As I passed the flowerbed birdfeeder, I glanced down at a mat of empty sunflower seed hulls. To my chagrin, I spotted at least five pounds of little, round, brown balls also under the birdfeeder. There were many more rabbits around than I had realized! I felt an instant longing for the fox den we once had in the back yard. Fox made all the rabbits on our block disappear.
The next destination was my hoop-building garden. Stepping through the door steamed my glasses. With the cruel wind unable to pierce the plastic walls, the bright sunshine created an overheated oasis. Shrugging off my coat, I took a deep breath of the beautiful, earthy smell of soil and moisture.

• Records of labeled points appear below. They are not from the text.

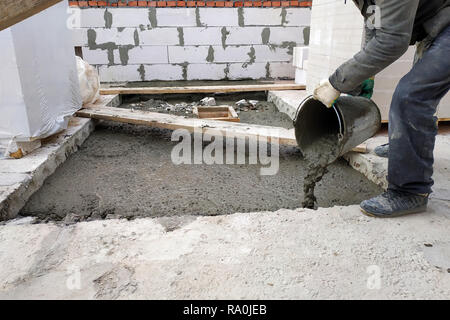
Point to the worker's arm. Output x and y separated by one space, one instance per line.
388 43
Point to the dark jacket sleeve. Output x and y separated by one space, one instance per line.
388 43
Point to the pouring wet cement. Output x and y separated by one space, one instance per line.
323 134
318 156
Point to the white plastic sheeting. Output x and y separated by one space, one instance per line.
39 86
89 82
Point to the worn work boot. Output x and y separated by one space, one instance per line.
393 203
382 151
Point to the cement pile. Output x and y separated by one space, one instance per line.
319 155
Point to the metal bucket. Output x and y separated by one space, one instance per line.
352 120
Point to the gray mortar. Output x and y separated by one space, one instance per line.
126 171
265 35
226 70
268 70
306 33
283 16
252 58
152 17
197 18
241 21
210 57
108 46
141 71
225 34
108 19
136 38
288 45
123 53
180 36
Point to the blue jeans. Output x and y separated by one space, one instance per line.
413 121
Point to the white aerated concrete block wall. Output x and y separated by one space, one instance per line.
336 35
299 62
143 44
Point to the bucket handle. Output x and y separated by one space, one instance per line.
341 129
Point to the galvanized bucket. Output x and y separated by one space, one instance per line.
352 120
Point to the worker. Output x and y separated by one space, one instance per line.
412 114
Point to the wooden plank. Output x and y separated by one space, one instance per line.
14 11
171 122
203 89
278 135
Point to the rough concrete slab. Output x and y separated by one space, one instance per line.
334 253
22 177
370 165
376 168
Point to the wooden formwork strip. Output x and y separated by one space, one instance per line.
211 127
277 135
203 89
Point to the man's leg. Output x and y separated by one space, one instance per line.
412 132
412 120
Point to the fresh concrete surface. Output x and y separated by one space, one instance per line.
20 178
288 254
335 253
375 168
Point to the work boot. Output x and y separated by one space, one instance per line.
393 203
382 151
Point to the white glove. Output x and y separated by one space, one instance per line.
326 93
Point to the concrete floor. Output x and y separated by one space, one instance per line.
335 253
330 253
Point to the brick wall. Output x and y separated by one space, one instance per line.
336 35
187 43
188 3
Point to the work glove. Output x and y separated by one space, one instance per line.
326 93
367 88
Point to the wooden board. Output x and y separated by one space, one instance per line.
14 11
278 135
203 89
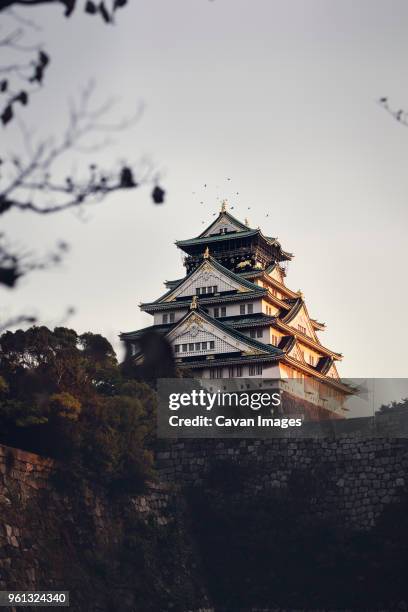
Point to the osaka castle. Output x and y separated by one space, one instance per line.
233 316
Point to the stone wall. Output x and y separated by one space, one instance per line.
106 551
352 478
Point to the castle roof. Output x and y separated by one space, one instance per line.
234 229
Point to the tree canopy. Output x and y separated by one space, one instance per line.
65 395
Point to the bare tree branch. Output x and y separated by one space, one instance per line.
399 115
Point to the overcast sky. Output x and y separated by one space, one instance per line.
280 97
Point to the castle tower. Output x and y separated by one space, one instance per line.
232 316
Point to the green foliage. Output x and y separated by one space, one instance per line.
64 405
64 395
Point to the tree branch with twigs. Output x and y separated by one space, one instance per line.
399 115
32 183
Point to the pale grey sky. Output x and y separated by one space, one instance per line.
281 98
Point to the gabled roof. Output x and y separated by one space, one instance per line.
255 320
216 237
135 335
287 343
224 215
262 348
217 267
324 364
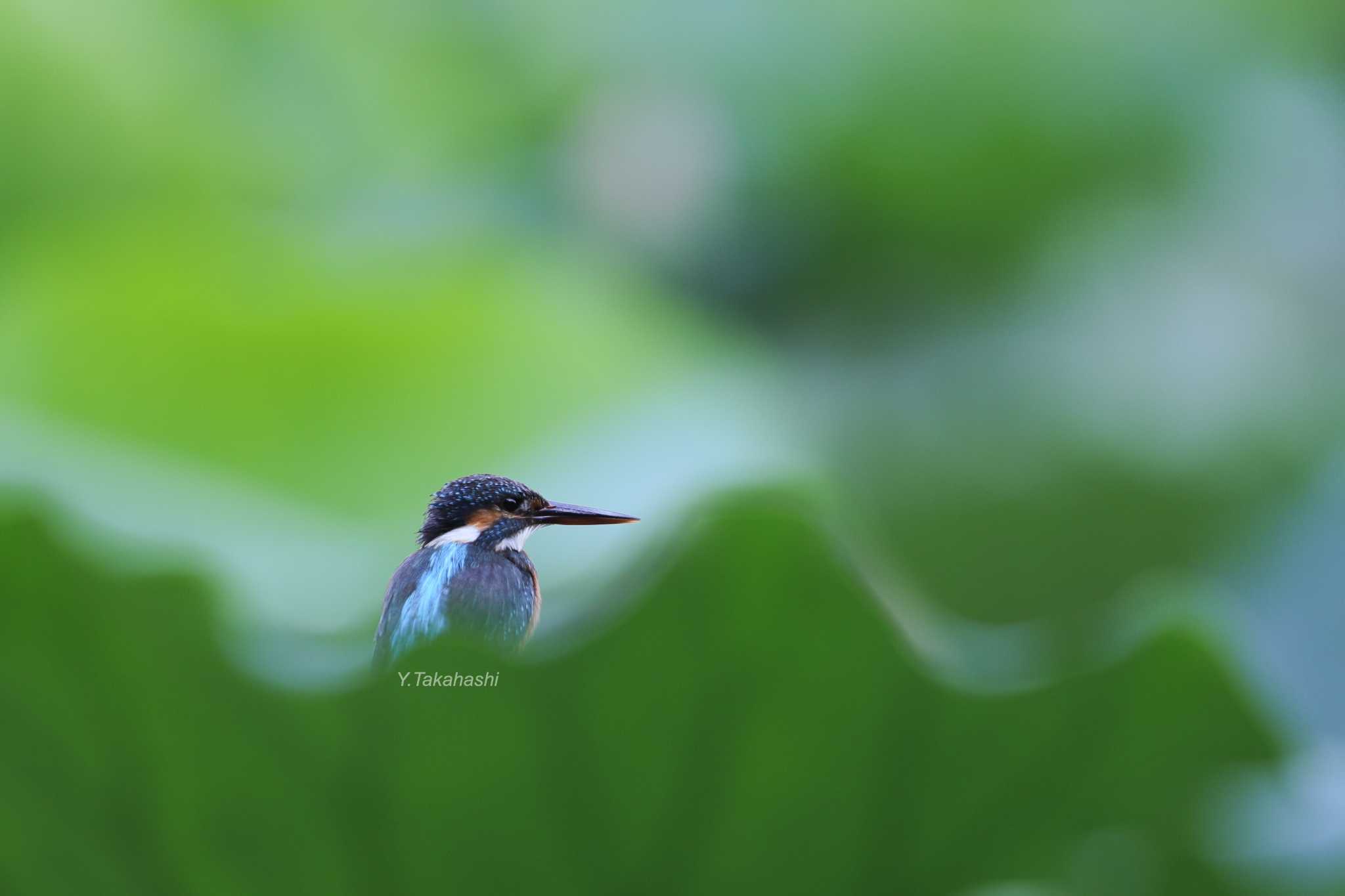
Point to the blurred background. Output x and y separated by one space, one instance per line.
1020 324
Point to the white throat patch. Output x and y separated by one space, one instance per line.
516 542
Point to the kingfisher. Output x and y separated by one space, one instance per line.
470 575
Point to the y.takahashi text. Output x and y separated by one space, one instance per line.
449 680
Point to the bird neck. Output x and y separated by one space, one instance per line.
505 534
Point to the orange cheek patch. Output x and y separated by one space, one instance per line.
485 519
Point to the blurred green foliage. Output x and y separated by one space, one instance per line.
780 740
1039 299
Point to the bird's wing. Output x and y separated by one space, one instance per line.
404 585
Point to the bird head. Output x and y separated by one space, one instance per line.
493 511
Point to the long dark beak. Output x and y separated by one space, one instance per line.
576 515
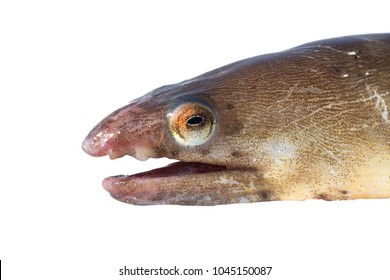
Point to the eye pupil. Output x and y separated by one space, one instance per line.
195 120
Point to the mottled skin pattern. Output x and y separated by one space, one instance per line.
308 123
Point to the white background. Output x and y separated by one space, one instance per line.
64 65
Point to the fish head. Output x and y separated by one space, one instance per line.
194 122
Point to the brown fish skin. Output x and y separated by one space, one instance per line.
308 123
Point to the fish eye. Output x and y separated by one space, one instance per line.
192 124
195 120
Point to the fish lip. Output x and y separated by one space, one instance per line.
142 188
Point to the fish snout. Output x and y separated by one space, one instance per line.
125 132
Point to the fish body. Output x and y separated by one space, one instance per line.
311 122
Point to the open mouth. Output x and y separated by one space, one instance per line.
177 183
184 183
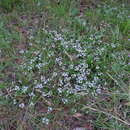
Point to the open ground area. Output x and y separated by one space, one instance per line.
65 65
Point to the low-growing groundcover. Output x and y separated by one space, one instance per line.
62 69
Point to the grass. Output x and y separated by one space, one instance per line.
63 68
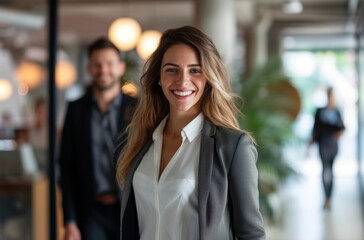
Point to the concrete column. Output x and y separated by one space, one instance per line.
217 19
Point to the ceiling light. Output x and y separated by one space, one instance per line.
21 19
124 33
65 74
292 7
5 89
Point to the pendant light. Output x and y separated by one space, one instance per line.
124 33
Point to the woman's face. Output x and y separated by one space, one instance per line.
182 80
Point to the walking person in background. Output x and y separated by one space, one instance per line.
91 199
187 170
327 129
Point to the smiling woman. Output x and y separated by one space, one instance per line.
186 163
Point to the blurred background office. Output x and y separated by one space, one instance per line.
281 54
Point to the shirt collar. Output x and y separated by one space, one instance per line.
190 131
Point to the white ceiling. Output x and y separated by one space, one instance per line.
83 20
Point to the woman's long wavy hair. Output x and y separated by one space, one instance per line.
217 103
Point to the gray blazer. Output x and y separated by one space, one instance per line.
227 181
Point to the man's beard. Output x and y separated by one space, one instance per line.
104 87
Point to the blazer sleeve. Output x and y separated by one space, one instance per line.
247 220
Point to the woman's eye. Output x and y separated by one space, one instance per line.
195 70
171 70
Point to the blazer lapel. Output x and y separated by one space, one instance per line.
204 177
129 227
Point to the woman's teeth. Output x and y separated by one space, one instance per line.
182 93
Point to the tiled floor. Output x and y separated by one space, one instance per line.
300 204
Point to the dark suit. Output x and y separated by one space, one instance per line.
228 180
328 124
76 160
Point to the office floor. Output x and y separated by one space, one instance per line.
299 204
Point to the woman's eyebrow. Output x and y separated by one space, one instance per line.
176 65
170 64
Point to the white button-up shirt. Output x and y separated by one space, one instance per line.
167 208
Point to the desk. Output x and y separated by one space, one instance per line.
32 195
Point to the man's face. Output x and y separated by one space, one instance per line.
105 68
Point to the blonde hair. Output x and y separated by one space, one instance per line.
217 103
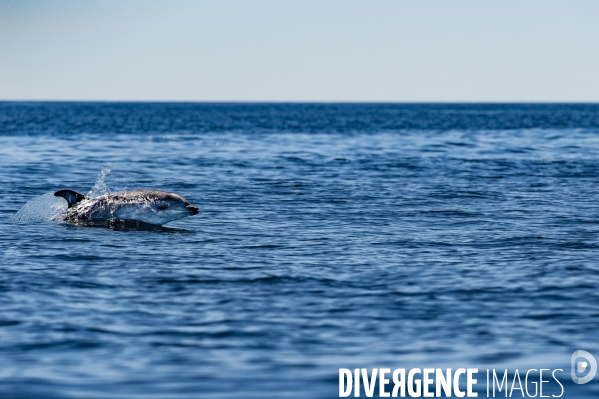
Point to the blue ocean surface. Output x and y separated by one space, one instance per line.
330 236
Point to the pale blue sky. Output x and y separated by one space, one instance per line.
292 50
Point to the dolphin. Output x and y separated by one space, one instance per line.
147 206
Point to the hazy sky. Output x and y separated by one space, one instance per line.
300 50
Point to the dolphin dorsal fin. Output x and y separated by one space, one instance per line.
71 196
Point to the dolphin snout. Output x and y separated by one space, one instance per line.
192 209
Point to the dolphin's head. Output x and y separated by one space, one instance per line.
151 206
170 206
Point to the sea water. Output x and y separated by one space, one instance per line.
330 236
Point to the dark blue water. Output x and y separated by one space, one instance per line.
330 236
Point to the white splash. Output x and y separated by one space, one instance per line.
49 207
43 207
100 188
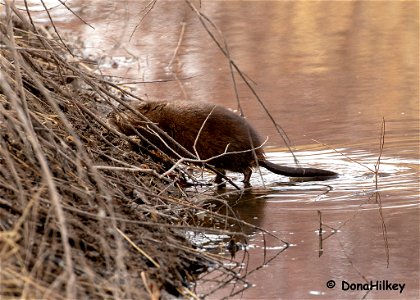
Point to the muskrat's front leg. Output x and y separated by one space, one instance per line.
247 176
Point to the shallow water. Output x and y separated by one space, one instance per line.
328 73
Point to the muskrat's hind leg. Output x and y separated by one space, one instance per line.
219 178
247 176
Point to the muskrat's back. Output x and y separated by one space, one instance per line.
222 131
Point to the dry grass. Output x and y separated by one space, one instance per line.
81 214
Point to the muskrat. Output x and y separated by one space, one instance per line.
215 134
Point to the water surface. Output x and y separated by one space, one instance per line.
329 73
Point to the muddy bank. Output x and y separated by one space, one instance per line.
82 214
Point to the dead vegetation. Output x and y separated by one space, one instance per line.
81 214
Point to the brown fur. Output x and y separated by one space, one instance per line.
222 131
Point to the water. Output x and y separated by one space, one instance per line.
328 72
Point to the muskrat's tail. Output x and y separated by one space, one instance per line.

Despite my steamed glasses, I managed to discover several plants putting up new sprouts. I rejoiced over dianthus, catnip, roses, oregano and chrysanthemums. With my vision clearing I looked for my five blueberry plants on the other side of the garden. They seemed to be missing! Then I realized they were gnawed down to small sticks. In disbelief, I yelled, “No!”
There was no mystery about what had happened. Rabbit pellets were scattered liberally around the garden to reveal ‘who dun it’.
I stepped back out into the sharp-edged wind to make my last inspection of the day, grimly thinking about how deer regard my flowerbed along the driveway as their private smorgasbord.
The flowerbed appeared dead and forlorn. There wasn’t much to see, since it had been covered with snow until just a few days ago. The only plants visible in this mulch-covered bed were the winter-deadened hydrangeas and a few other woody-stemmed plants. I was confident they would come back.
Three years ago, I’d planted one hundred spring bulbs in this flowerbed. When the weather warms up, the mysterious resurrection of plant life in any cold climate like Wisconsin, is amazing. One variety of bulbs hidden inside this flowerbed was truly a double mystery. I call them mystery lilies, bought at a garage sale in 2005 for fifty cents.
Each spring when the crocus and daffodils begin to blossom, the mystery lilies send up clumps of strappy green leaves. These clumps do not produce blossoms. By midsummer, the strappy leaves wither and disappear, leaving no sign that a plant had ever been there. Then in August, several tall stalks topped with pink blossoms rise out of the flowerbed above the bulbs; no leaves, just flower stalks.
With such a strange habit of mysteriously coming and going, the Lycoria squamigera bulbs have several common names; mystery lily, resurrection lily, surprise lily, naked ladies, pop-up lily or magic lily. They’re delightful!
Chilled to the bone, I turned to go back into the house, satisfied the plants which hadn’t grown for over six months were still alive. I even hoped the rabbit-damaged plants would survive. After all, anything can happen when it is spring in Wisconsin and mystery lilies grow in your flowerbed.